9:14 am on Apr 4, 2005 (gmt 0)

Preferred Member

10+ Year Member

joined:Dec 7, 2001
posts:579
votes: 0


"The pages were around 40-50kb uncompressed"

So what size did they end up when compressed?

9:27 am on Apr 4, 2005 (gmt 0)

Senior Member

WebmasterWorld Senior Member tedster is a WebmasterWorld Top Contributor of All Time 10+ Year Member

joined:May 26, 2000
posts:37301
votes: 0


I don't even know how to measure that precisely - I'm just a marketing guy playing catch-up with the tech world! We turned on compression to the default - I think that's about 70% on most text files - so 50kb turns into about 15kb of outbound packets.

My gut feeling was that their server was very slow sending out the second and especially the third uncompressed packet - and that slowness often lead to incomplete page downloads. It sure looked that way from my browser's viewpoint, anyway. So getting the whole page delivered in fewer packets could have made a difference for any user agent that can handle compression - including Googlebot who is a very, very busy UA with no time to waste.

At any rate, whether this was the magic that turned the trick or not, the trick has been turned. And this is the only difference I can see - all the other changes were made two updates back.

10:59 am on Apr 4, 2005 (gmt 0)

Senior Member from HK 

WebmasterWorld Senior Member 10+ Year Member

joined:Nov 14, 2002
posts:2301
votes: 20


Ted,

We have mod_gzip on all our servers and while looking at the logs I've noticed that Mr Bot gets the uncompressed content. They have in the past run some experimental crawls ..

[webmasterworld.com...]

I've rechecked my logs from today ..

12:55 pm on Apr 4, 2005 (gmt 0)

Senior Member

WebmasterWorld Senior Member billys is a WebmasterWorld Top Contributor of All Time 10+ Year Member

joined:June 1, 2004
posts:3181
votes: 0


Slurp will grab compressed files, Googlebot 2.1 does not.

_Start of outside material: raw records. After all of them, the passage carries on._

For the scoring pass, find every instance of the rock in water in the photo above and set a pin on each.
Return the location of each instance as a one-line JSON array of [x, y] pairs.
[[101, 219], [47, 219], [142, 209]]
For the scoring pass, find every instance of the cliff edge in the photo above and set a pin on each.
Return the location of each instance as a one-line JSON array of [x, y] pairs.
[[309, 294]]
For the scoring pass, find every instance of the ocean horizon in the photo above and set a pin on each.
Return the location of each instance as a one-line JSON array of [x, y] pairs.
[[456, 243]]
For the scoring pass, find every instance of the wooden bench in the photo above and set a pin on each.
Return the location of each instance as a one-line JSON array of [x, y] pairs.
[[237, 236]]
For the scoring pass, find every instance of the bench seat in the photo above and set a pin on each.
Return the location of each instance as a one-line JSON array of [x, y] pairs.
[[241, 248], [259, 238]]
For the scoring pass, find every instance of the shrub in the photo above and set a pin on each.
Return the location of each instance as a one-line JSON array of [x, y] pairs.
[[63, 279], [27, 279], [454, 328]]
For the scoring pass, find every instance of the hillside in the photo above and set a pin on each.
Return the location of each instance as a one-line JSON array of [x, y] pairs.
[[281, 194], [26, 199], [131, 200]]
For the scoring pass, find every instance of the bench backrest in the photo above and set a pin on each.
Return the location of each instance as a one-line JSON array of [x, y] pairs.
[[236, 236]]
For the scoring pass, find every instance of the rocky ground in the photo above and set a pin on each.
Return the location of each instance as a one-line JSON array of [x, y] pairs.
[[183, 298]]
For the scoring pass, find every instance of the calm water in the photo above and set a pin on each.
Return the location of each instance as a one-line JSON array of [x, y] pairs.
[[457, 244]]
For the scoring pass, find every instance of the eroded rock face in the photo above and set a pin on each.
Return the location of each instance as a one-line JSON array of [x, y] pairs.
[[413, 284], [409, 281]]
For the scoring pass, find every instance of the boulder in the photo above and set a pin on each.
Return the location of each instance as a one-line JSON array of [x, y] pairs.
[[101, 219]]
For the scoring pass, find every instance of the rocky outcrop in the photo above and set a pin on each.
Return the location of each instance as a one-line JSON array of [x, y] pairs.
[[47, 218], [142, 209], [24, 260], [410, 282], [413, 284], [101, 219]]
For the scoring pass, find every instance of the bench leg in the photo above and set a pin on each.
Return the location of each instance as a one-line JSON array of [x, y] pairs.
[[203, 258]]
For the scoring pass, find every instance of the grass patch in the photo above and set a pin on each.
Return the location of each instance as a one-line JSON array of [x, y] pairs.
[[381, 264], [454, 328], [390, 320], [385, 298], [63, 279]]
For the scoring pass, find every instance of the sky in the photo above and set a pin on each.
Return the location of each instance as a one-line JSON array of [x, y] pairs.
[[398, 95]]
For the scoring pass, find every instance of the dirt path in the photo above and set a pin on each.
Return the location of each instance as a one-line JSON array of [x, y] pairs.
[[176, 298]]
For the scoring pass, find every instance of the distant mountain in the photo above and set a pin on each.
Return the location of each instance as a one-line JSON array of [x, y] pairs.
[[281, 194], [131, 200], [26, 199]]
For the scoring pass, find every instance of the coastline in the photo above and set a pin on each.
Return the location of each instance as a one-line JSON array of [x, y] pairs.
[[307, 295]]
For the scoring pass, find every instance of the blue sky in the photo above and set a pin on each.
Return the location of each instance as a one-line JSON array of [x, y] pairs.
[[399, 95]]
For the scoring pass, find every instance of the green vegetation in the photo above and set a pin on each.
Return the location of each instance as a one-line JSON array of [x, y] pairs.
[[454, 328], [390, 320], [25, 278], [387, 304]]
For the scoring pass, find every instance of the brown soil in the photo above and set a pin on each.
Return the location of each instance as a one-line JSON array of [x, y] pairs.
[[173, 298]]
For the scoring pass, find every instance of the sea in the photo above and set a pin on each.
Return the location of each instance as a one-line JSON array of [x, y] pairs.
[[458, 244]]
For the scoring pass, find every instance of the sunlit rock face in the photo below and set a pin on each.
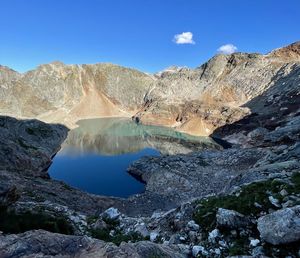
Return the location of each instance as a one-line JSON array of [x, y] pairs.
[[196, 101]]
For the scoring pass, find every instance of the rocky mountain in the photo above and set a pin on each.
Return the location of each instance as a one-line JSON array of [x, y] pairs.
[[196, 101], [240, 201]]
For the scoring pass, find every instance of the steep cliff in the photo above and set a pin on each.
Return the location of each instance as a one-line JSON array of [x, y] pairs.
[[196, 101]]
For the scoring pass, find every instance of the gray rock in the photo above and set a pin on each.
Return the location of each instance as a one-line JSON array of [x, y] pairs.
[[274, 201], [213, 235], [111, 213], [193, 225], [142, 230], [39, 243], [198, 249], [280, 227], [99, 225], [231, 219], [154, 236]]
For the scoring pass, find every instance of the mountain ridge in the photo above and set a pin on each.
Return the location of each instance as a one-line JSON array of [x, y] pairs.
[[61, 93]]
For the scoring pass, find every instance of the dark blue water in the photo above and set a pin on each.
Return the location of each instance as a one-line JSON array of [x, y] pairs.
[[100, 174], [96, 155]]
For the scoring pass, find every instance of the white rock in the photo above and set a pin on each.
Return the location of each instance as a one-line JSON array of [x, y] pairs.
[[198, 249], [213, 235], [142, 230], [274, 201], [283, 192], [254, 242], [217, 251], [193, 225], [153, 236]]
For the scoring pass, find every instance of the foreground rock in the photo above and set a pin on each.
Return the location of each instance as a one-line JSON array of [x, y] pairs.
[[231, 219], [196, 101], [44, 244], [281, 227]]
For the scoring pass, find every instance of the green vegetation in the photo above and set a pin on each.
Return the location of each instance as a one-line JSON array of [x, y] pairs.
[[11, 222], [118, 237], [239, 247], [246, 202]]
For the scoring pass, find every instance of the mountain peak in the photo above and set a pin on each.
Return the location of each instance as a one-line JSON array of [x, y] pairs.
[[291, 52]]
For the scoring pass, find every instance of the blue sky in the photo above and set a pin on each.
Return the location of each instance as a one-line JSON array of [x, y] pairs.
[[140, 34]]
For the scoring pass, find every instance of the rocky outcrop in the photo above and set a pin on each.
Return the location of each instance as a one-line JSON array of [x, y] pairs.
[[44, 244], [281, 227], [217, 93], [65, 94], [196, 101], [212, 203]]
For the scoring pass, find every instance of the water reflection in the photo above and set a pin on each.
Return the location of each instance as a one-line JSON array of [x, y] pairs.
[[113, 136], [96, 154]]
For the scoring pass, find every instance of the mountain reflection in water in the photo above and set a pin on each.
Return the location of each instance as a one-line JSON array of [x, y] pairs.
[[96, 154]]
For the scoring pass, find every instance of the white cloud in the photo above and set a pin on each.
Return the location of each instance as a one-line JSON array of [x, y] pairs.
[[227, 49], [184, 38]]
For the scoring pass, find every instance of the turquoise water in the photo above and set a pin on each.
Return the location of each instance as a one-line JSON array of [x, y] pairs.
[[96, 154]]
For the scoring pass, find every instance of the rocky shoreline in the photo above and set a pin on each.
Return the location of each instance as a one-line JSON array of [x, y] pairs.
[[244, 200]]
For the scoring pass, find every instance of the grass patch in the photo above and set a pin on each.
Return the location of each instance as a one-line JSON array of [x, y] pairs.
[[205, 214], [118, 237], [11, 222], [239, 247]]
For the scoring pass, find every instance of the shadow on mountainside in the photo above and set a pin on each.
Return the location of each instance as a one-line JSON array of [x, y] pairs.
[[272, 109]]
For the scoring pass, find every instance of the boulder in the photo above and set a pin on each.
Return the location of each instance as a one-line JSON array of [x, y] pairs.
[[111, 214], [280, 227], [231, 219]]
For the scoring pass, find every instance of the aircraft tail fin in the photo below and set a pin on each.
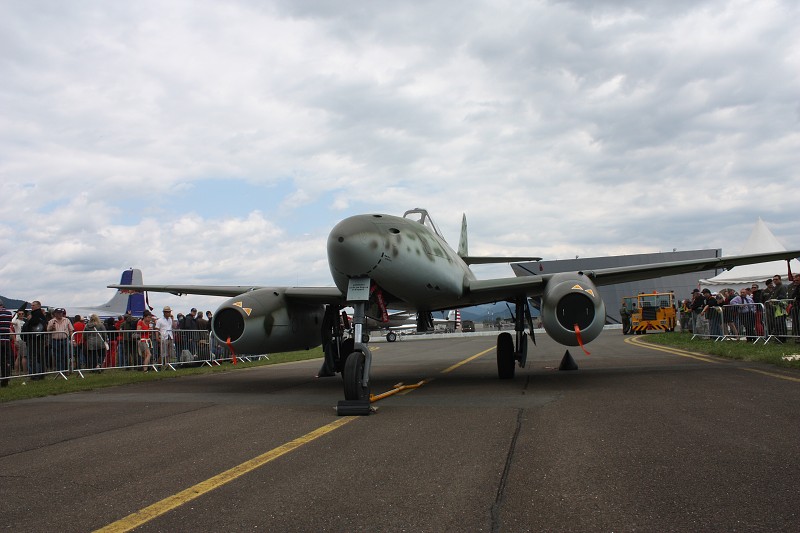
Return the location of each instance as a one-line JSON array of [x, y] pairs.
[[462, 241], [455, 316], [127, 300]]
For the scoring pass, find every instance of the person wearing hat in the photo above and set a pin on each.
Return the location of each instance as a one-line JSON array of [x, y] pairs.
[[61, 330], [166, 336], [143, 333], [6, 316], [712, 310]]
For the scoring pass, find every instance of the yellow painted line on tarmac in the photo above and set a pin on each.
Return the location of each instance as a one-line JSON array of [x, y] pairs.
[[673, 351], [157, 509], [773, 374], [465, 361]]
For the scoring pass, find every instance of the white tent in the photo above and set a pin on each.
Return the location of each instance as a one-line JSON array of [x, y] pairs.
[[761, 240]]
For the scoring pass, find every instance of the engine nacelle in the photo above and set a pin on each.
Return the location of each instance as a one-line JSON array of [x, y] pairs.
[[263, 321], [569, 299]]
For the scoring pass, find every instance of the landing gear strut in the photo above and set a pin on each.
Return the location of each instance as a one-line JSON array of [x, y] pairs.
[[510, 350], [357, 366]]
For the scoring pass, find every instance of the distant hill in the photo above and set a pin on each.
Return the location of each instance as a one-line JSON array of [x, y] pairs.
[[12, 303]]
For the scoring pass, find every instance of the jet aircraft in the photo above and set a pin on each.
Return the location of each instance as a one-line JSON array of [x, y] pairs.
[[387, 261], [123, 300]]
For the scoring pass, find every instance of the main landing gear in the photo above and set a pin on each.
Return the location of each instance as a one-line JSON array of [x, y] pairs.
[[510, 350]]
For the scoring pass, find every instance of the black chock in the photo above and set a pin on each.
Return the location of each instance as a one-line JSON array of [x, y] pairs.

If however, you get a visit from the Mozilla/5.0 Googlebot (whatever that spider is used for...), that spider does grab compressed files.

1:53 pm on Apr 4, 2005 (gmt 0)

Senior Member from MT 

WebmasterWorld Senior Member 10+ Year Member

joined:Apr 1, 2003
posts:1843
votes: 0


Speeding up server response times has often resulted in faster and more complete spidering by google.

SN

9:27 pm on Apr 4, 2005 (gmt 0)

Senior Member

WebmasterWorld Senior Member 10+ Year Member

joined:Sept 13, 2004
posts:833
votes: 12


Googlebot seems to be doing much more extensive crawling very recently grabbing every page multiple times, perhaps this is related to your recent success.

I've used GZIP for quite some time and as BillyS says Google is very rarely grabbing compressed pages. It appears to be hitting the root or home page only, and only occaisionally, for some reason. Only probably 6% of the webhosts out there support GZIP compression so it doesn't benefit Google much to crawl asking for compressed pages.

At the "lowest" compression setting GZIP seems to reduce page size by a factor of 4, probably more if you embed repetitive stuff like fonts and styles.

If nothing else you sure are helping your website visitors tremendously, especially the most common users which are still 56K modem users!

Google may keep statistics on page size versus a searchers "return to Google" results time. Far fetched but maybe Google figured out a lot of users were returning to the search results before the page could have possibly loaded. Probably a crazy thought, more likely is the recent more intensive crawls.

Finally it seems like recently many, many, scraper sites results are now "Supplimental". Google may have put a more reasonable emphasis on large, content filled, pages like it always should have!